Studio album by Kendji Girac
- Released: 30 October 2015
- Recorded: 2015
- Language: French
- Label: ULM, Mercury, Universal

Kendji Girac chronology
| Kendji (2014) | Ensemble (2015) | Amigo (2018) |

Singles from Ensemble
- "Me Quemo" Released: 2 September 2015; "Les yeux de la mama" Released: 19 December 2015; "No Me Mires Más" Released: 8 January 2016; "Tu y yo" Released: 25 April 2016; "Sonrisa" Released: 4 July 2016; "Ma câlina" Released: 16 December 2016;

= Ensemble (Kendji Girac album) =

Ensemble (/fr/, literally Together) is the second studio album by French singer Kendji Girac. It was released on 30 October 2015, with "Me Quemo" released as the debut single from the album. The album has surpassed sales of a million copies as of 2019 and was certified diamond in France and 2× platinum on Belgian francophone charts.

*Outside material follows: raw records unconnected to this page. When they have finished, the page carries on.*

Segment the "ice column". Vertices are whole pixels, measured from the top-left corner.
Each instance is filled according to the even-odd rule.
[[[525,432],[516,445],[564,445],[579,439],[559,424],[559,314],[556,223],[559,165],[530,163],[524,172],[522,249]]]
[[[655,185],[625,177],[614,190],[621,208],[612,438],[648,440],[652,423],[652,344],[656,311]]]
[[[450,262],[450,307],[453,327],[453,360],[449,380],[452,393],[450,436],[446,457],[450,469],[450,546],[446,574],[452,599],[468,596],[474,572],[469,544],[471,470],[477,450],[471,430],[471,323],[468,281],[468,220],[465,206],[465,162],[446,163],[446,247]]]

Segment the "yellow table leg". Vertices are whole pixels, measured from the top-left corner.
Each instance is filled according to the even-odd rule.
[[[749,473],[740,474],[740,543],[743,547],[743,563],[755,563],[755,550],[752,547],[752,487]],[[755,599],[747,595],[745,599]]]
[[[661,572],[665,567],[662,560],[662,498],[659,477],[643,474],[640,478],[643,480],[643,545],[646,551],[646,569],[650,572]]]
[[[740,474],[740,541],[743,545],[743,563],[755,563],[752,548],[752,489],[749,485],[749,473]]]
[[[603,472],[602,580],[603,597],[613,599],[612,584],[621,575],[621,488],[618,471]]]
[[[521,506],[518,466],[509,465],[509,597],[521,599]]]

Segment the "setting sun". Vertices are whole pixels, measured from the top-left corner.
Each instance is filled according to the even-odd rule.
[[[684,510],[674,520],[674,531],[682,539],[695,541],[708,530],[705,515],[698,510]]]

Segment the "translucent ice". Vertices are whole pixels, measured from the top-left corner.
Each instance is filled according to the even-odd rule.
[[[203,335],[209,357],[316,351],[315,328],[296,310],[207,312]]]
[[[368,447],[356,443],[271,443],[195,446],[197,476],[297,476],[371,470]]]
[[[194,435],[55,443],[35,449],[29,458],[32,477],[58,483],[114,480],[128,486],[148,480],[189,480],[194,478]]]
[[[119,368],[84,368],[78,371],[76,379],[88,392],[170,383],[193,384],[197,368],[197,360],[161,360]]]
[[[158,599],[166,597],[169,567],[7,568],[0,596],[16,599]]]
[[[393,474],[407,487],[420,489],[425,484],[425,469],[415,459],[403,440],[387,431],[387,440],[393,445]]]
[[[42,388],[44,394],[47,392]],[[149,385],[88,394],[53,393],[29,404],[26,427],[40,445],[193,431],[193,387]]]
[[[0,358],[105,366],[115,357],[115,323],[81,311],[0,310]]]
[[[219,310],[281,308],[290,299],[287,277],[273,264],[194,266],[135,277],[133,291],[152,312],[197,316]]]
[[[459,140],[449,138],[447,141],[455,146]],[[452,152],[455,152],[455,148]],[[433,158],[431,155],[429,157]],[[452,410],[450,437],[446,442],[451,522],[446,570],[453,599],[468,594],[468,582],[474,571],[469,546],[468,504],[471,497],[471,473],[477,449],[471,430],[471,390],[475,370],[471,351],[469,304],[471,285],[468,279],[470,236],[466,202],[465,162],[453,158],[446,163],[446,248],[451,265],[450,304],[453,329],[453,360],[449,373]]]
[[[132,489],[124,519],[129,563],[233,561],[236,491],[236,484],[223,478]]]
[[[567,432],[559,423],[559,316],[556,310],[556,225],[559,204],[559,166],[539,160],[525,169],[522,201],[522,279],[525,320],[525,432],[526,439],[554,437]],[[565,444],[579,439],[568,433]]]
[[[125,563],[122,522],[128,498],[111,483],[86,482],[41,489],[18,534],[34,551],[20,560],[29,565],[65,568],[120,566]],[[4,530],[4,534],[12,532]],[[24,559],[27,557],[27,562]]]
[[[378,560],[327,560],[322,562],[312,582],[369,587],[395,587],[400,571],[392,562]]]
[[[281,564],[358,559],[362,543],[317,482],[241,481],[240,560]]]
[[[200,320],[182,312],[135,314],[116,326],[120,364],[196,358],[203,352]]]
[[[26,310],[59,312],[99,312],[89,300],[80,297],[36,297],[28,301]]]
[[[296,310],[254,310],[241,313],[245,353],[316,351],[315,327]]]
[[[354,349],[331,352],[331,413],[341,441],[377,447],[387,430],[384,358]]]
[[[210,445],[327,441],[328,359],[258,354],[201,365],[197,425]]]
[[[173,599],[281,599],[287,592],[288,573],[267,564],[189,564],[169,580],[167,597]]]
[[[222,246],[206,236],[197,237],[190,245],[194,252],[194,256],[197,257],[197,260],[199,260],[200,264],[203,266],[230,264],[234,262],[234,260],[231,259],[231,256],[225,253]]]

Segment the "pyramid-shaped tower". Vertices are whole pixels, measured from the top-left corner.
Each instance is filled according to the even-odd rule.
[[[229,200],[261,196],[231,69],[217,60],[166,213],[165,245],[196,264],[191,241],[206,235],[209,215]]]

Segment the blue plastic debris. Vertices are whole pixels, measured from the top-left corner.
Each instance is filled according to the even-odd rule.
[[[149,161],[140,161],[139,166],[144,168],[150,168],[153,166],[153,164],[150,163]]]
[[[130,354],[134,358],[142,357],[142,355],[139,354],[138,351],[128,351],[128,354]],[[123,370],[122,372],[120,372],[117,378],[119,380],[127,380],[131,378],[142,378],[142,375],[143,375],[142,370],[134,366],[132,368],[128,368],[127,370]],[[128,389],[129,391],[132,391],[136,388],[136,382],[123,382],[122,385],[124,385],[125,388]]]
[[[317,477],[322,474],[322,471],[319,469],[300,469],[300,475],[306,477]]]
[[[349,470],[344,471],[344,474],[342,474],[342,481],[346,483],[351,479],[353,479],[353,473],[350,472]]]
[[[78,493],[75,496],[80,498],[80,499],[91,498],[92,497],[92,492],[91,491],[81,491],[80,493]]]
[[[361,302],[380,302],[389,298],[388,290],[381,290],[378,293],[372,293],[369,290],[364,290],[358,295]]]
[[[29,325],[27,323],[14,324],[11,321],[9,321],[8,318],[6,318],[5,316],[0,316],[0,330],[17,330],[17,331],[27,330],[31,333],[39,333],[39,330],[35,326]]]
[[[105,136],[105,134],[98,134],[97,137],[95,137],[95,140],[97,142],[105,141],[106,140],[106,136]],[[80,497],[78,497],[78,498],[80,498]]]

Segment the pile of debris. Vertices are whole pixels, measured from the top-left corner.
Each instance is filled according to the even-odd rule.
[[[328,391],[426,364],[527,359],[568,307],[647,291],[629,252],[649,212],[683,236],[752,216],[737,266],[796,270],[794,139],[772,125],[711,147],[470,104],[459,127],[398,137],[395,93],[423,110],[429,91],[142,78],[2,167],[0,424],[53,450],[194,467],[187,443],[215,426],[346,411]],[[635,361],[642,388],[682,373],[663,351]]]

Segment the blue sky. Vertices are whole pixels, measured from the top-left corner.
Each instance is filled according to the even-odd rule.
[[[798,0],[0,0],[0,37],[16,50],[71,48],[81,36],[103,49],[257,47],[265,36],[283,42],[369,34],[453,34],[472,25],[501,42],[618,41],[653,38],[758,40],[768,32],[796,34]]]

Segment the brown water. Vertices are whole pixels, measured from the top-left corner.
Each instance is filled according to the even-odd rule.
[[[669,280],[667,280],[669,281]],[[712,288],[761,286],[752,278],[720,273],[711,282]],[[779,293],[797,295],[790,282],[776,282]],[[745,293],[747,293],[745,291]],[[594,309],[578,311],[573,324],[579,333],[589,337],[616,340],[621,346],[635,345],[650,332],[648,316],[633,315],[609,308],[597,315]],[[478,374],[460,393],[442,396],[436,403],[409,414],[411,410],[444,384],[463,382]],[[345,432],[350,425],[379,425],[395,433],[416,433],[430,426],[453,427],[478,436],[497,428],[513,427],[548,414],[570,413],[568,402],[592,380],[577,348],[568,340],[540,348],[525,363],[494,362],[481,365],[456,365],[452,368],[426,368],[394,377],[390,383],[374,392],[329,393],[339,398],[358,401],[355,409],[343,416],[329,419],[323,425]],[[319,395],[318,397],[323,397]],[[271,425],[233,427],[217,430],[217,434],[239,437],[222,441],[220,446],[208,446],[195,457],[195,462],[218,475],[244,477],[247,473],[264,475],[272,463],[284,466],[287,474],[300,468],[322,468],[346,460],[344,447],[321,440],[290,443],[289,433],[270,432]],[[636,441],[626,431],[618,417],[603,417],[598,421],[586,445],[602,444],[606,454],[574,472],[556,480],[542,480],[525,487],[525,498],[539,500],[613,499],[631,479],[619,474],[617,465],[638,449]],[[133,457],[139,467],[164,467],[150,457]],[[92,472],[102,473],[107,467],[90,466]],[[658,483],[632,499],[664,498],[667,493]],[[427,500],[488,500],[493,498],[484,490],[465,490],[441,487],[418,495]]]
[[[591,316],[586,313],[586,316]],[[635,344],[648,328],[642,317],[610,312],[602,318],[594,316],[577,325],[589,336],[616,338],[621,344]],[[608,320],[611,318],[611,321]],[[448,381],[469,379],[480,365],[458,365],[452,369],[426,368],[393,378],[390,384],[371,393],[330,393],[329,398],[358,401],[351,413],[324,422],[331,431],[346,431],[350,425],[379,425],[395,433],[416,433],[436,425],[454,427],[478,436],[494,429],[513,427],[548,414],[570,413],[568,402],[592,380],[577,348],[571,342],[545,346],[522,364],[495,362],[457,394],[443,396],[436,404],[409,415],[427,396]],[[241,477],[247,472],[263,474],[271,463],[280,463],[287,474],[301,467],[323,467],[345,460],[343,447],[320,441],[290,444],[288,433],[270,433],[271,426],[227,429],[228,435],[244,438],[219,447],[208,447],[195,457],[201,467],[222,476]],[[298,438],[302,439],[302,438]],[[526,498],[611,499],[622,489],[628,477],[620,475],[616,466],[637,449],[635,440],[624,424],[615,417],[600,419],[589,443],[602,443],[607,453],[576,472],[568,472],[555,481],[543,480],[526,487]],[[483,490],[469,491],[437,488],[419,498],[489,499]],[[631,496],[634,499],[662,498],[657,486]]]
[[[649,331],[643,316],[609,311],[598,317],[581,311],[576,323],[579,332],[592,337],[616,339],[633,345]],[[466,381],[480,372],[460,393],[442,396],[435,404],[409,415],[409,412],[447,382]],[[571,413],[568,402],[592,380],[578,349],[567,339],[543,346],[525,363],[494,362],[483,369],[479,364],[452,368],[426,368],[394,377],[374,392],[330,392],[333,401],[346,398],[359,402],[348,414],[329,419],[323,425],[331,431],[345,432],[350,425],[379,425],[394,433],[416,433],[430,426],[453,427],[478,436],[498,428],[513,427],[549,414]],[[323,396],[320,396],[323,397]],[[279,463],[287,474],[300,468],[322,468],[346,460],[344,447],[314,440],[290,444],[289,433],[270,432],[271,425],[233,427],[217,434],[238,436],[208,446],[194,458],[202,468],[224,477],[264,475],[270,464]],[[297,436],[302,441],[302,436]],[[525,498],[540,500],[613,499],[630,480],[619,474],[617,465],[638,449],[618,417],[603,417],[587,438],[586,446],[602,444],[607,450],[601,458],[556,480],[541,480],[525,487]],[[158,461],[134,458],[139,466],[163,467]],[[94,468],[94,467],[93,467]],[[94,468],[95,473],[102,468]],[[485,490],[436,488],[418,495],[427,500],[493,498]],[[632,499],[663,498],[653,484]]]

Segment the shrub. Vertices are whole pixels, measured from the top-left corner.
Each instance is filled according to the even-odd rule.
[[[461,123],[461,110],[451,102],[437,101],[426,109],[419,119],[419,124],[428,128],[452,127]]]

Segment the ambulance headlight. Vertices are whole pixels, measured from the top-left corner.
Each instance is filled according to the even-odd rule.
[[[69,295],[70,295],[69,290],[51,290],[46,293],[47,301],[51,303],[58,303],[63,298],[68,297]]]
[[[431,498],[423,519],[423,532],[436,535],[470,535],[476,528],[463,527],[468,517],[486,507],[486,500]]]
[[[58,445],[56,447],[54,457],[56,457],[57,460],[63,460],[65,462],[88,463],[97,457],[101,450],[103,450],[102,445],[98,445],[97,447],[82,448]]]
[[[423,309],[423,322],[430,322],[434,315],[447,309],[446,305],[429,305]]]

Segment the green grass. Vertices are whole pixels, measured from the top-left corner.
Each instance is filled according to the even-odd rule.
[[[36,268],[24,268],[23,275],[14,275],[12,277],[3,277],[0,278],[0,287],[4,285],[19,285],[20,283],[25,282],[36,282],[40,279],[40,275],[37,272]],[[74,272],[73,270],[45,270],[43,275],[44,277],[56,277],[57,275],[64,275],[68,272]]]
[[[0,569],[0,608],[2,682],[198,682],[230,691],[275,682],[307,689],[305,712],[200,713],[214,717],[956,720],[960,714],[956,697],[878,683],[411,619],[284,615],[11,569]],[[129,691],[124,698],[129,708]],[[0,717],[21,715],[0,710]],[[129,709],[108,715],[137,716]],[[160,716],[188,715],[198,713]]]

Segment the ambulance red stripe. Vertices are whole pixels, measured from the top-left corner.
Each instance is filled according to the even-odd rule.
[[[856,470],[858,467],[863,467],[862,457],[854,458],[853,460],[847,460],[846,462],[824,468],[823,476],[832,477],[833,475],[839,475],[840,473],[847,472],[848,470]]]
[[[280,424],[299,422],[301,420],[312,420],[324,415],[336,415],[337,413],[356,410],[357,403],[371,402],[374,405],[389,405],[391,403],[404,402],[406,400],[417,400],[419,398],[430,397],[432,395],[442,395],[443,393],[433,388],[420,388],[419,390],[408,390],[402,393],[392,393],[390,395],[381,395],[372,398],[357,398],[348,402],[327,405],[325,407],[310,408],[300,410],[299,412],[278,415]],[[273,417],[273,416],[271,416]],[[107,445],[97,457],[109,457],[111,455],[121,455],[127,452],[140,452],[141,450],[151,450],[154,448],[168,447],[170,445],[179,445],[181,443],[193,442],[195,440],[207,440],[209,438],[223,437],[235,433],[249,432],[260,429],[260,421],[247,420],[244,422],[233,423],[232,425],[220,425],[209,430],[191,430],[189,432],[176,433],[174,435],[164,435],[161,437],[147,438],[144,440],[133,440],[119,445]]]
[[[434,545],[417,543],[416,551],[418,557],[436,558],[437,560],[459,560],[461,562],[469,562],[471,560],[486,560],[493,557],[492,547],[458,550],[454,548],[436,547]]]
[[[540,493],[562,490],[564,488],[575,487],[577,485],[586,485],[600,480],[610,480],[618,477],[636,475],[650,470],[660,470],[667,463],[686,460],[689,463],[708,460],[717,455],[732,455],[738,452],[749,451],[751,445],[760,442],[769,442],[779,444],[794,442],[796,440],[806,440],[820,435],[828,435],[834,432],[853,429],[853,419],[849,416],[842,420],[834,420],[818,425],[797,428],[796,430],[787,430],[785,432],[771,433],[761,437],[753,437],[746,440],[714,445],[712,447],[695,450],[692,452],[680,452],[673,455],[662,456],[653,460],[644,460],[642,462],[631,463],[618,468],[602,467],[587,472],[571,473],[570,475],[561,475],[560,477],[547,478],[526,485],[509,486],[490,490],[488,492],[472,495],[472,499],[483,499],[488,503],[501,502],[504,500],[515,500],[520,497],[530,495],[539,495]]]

Other singles from the album include the promotional "Les yeux de la mama" in 2015 and "No Me Mires Más" and "Tu y yo" in 2016. The album was also re-issued in November 2016, with "Sonrisa" and "Ma câlina" being released as two singles from the new issue of the album.

==Track listing==

Ensemble track listing
| No. | Title | Writer(s) | Producer(s) | Length |
|---|---|---|---|---|
| 1. | "Tu y yo" | Kendji Girac, Felipe Saldivia, Fred Savio, Thomas Laroche | Felipe Saldivia, Fred Savio | 3:42 |
| 2. | "Me Quemo" | Girac, Saldivia, Savio, Laroche | Saldivia, Savio | 3:15 |
| 3. | "No Me Mires Más" (featuring Soprano) | Girac, Saldivia, Savio, Saïd M'Roumbaba | Saldivia, Savio | 4:10 |
| 4. | "C'est trop" | Girac, Davide Esposito, Renaud Rebillaud, Nazim Khaled, Matthieu Mendes | Renaud Rebillaud, Mendes The Dude | 2:42 |
| 5. | "Les yeux de la mama" | Girac, Nazim Khaled, Johan Errami | Saldivia, Savio | 3:22 |
| 6. | "Jamais trop tard" | Girac, Rebillaud, Laroche | Rebillaud | 3:41 |
| 7. | "Besame" | Girac, Rebillaud, Antoine Abardonado, Manuel Gutierez | Rebillaud | 3:26 |
| 8. | "Una Mujer" | Girac, Frankie Romano, Michael Carlos Jones, Saldivia, Taurian Shropshire, Savio, Laroche, Sean Combs, Chauncey Lamon Hawkins, Mario Mendell Winans | Saldivia, Savio | 3:39 |
| 9. | "La morale" | Girac, Rachid Mir, Christian Dessart, Khaled | The Bionix | 3:08 |
| 10. | "Mes potes et moi" | Girac, Mir, Dessart, Khaled | The Bionix | 2:44 |
| 11. | "Où va le monde ?" | Girac, Skalpovich, H Magnum, Karim Deneyer, R. Koua | Skalpovich | 5:20 |
| 12. | "Ma solitude" | Girac, Esposito, Mendes, Rebillaud, Khaled | Rebillaud, Mendes | 3:07 |
| 13. | "Amor y Libertad" | Girac, Abardonado | Saldivia | 3:40 |

=== 2016 re-release bonus tracks ===

Ensemble bonus tracks
| No. | Title | Writer(s) | Producer(s) | Length |
|---|---|---|---|---|
| 14. | "Sonrisa" | Kendji Girac, Felipe Saldivia, Fred Savio | Felipe Saldivia, Fred Savio | 3:24 |
| 15. | "Elle a tout" | Felipe Saldivia, Fred Savii | Felipe Saldivia, Fred Savio | 2:44 |
| 16. | "Jamais à genoux" | Aissata Niang, Kendji Girac, Leslie Bourgouin | Kore, Aurélien Mazin, Nacer Mounder | 3:04 |
| 17. | "Ma câlina" | Antoine Abardonado, Kendji Girac, Maska, Renaud Rebillaud | Renaud Rebillaud | 3:57 |

==Charts==

===Weekly charts===

| Chart (2015) | Peak position |
|---|---|
| Belgian Albums (Ultratop Flanders) | 88 |
| Belgian Albums (Ultratop Wallonia) | 1 |
| French Albums (SNEP) | 1 |
| Swiss Albums (Schweizer Hitparade) | 1 |

===Year-end charts===

| Chart (2015) | Position |
|---|---|
| Belgian Albums (Ultratop Wallonia) | 10 |
| French Albums (SNEP) | 4 |
| Chart (2016) | Position |
| Belgian Albums (Ultratop Wallonia) | 3 |
| French Albums (SNEP) | 6 |
| Swiss Albums (Schweizer Hitparade) | 23 |
| Chart (2017) | Position |
| Belgian Albums (Ultratop Wallonia) | 58 |

==Certifications==

| Region | Certification | Certified units/sales |
| Belgium (BRMA) | 2× Platinum | 60,000^{‡} |
| France (SNEP) | 2× Diamond | 1,000,000^{‡} |
^{‡} Sales+streaming figures based on certification alone.